The CVCA should make its screening tools and machine-learning models accessible to all members. This would contribute to breaking the glass ceiling female VCs traditionally face: namely, the network and resources required to succeed through traditional venture capital processes. As a knock-on effect of having more women VCs, women-led startups will also be more likely to receive funding. Across Seed and Series A stage investments, female VCs are twice as likely to back female founding teams. This is further amplified in the startup ecosystem by women-led founding teams being six times more likely to hire female employees.

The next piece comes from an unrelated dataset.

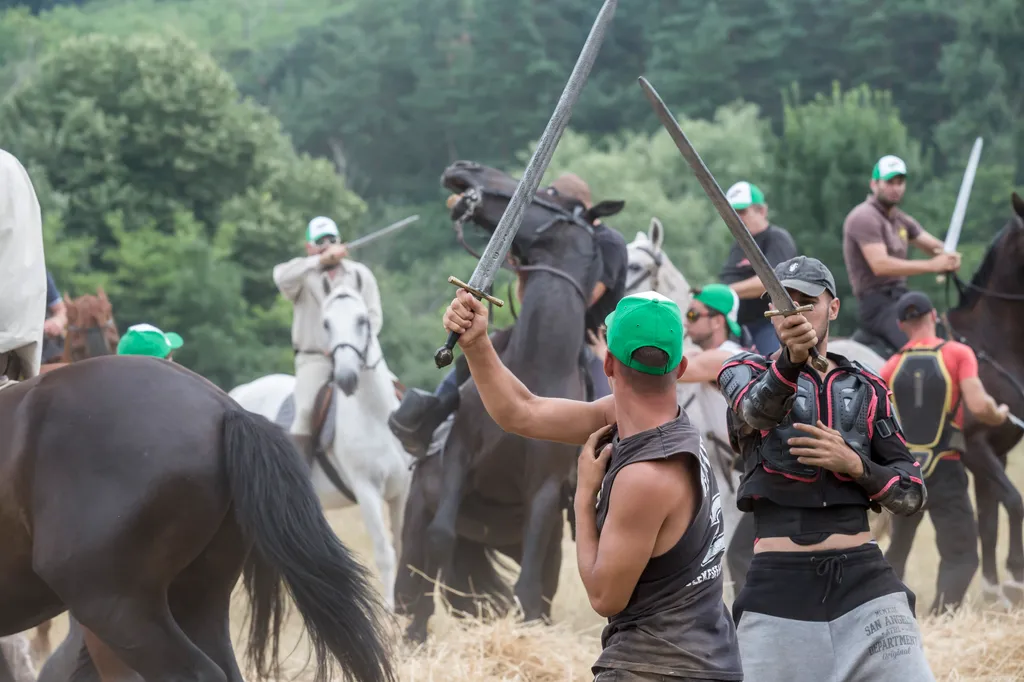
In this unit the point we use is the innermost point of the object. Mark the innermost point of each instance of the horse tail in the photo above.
(278, 510)
(475, 580)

These tools will be used in collaboration with the current code of conduct CVCA offers for industry standards on diversity and inclusion. VCs who use this tool and surpass the benchmarks will receive an additional certification and access to the network of global investors seeking to capture the business benefits of inclusion. The reasoning for this is twofold: firstly, external investors are increasingly seeing the need for unbiased and diverse funding; secondly, female and minority entrepreneurs are encouraged to work with firms and investors who are operating with unbiased tools. Female and minority entrepreneurs who see this information can feel more encouraged to get in touch with these VCs who are evaluating on unbiased standards.
Empow-her-ing the Future
As a result of systematic biases in the VC industry, there is an evident gender gap with disproportionately lower numbers of female entrepreneurs receiving funding and female investors making funding decisions. Subsequently, fund performance has widely fallen short of its potential and diverse entrepreneurs have missed out on valuable funding opportunities. Bringing objectivity to the funding process through predictive analytics will increase returns for VC firms while empowering diverse founders. Furthermore, an increase in support and resources for female leaders in the venture ecosystems will ultimately level the playing field for women founders. By implementing systemic change at the source of the capital, the CVCA can start a cycle of change leading to elevated levels of equality in Canadian startups. Ultimately, in an expanding marketplace of budding entrepreneurs, the VC industry needs to embrace diversity and inclusion to create better outcomes for inventors and entrepreneurs alike.